When you hear the word “racism,” what comes to mind? Of course, discrimination of people based on cultural differences. But if you’re a person of color, there will be another meaning that pops up in your head. Life. 

But why is it “life” for minorities and not for non-colored people? What is the difference between knowledge and wisdom of racism? Well, how many times have you witnessed a person trying to educate people on how systematic racism lies deep within the government? Trying to educate. How many times have you seen someone reply with “that’s not real,” or, “made up”? A colored person has to teach their experiences while a non-colored person can only listen. And in most circumstances, they refuse to listen and choose to stay ignorant. “Wisdom that a wise man attempts to impart always sounds like foolishness to someone else.” -(Siddhartha, by Herman Hesse).

Racism is part of our lives.
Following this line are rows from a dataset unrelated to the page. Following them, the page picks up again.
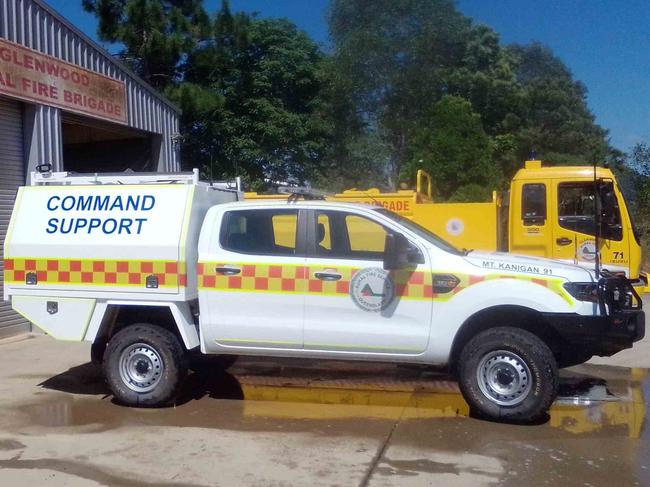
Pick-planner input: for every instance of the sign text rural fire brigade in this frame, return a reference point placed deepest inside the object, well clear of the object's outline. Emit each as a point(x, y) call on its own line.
point(32, 76)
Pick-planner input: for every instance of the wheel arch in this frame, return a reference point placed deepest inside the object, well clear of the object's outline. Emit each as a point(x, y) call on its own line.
point(175, 317)
point(513, 316)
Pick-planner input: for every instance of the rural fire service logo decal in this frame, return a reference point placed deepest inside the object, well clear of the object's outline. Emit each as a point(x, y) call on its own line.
point(372, 289)
point(587, 251)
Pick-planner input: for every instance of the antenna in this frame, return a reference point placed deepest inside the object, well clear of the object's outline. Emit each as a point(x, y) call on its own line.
point(596, 222)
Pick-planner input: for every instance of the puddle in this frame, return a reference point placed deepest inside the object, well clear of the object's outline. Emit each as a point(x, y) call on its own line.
point(287, 395)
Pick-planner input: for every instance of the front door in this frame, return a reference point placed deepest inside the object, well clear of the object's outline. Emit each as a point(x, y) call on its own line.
point(352, 304)
point(252, 281)
point(575, 228)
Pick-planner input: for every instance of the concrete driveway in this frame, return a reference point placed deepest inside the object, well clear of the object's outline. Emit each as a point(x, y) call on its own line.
point(283, 422)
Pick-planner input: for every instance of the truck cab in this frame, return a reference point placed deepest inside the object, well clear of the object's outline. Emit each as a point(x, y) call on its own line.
point(552, 214)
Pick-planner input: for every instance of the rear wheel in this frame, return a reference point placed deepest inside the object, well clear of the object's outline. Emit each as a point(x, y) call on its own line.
point(508, 374)
point(144, 365)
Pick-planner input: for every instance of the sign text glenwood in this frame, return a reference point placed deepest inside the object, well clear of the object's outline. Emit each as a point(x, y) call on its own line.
point(33, 76)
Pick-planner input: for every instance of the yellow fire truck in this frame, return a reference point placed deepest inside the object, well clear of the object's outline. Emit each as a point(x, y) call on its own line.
point(547, 212)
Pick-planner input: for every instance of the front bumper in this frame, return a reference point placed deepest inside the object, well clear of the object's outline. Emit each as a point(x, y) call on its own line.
point(598, 335)
point(619, 323)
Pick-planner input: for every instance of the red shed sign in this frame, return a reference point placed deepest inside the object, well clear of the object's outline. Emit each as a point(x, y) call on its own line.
point(33, 76)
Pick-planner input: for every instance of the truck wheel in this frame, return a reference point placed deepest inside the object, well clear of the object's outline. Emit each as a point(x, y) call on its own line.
point(144, 365)
point(508, 374)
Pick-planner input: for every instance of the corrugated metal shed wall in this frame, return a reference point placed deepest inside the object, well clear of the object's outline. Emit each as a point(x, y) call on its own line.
point(12, 175)
point(32, 24)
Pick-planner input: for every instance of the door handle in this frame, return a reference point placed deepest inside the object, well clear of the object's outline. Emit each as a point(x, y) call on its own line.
point(227, 270)
point(327, 275)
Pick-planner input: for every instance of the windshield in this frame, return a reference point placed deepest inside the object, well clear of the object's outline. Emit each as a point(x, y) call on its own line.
point(420, 231)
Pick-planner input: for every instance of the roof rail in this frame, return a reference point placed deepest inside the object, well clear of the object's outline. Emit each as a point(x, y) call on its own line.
point(64, 178)
point(295, 192)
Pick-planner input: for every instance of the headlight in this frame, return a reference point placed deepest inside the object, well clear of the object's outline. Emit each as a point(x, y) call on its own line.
point(583, 291)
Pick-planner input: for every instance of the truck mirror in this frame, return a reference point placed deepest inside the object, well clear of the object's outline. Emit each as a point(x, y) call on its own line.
point(396, 251)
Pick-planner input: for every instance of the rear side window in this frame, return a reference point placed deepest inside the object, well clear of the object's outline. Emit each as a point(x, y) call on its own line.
point(349, 236)
point(263, 232)
point(533, 204)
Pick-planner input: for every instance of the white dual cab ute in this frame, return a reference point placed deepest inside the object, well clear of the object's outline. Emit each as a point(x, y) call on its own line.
point(153, 268)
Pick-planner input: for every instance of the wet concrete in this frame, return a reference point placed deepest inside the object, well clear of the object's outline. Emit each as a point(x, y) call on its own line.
point(283, 422)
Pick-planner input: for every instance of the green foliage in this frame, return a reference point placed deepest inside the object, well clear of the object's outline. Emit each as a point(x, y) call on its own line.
point(267, 75)
point(155, 33)
point(408, 84)
point(452, 146)
point(398, 59)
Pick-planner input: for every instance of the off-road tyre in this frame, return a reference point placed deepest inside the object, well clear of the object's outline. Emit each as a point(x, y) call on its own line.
point(502, 353)
point(136, 348)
It’s always been that way, and it’ll stay like that for a long time. But not for those who’ve been privileged for generations. They can live life without the inconvenience of skin color differences. It’s a fact. However, Asians and other minorities do not get to roam around the streets without the single thought of “I hope I get home safely today.” The African American children, running, and hiding from police sirens. The adults that they’re supposed to feel safe around the most. Muslim girls, who are banned from wearing their hijabs in peace at school.

“We live with fear every day.” -(The farmers, Seven Samurai)

What happened to playing peacefully with friends during childhood, when skin color and culture didn’t matter? 

-(A silly doodle of Mickey Mouse that my close friend and I made together on Global School Playday)

And what if you’re not discriminatory? What if you treat every person fairly and respectfully, regardless of appearance? What if you listen and try to learn? It’s great that you acknowledge the harm of racial bias, but none of it affects you, and you may ask why don’t we learn self defense? Why don’t we avoid eye contact? Why not just be calm? The typical ideas for solutions, however, none of these have ever successfully stopped or prevented racially motivated attacks. And when it’s too late, the damage has already been done, and the people with power do not care. It shows how people that do not truly understand will never see it as a big deal. “It’s odd, isn’t it? People die everyday and the world goes on like nothing happened.” -(Kyoko Kirigiri, Danganronpa: Trigger Happy Havoc)

Non-colored privileged people can be aware of racism, but they won’t ever go through it once in their lifetime. They can’t be oppressed while in the oppressor group. They cannot be a victim.

The clear difference? Knowledge is the intellectual level of understanding what racism is, while wisdom is experiencing it firsthand…where it affects your entire life.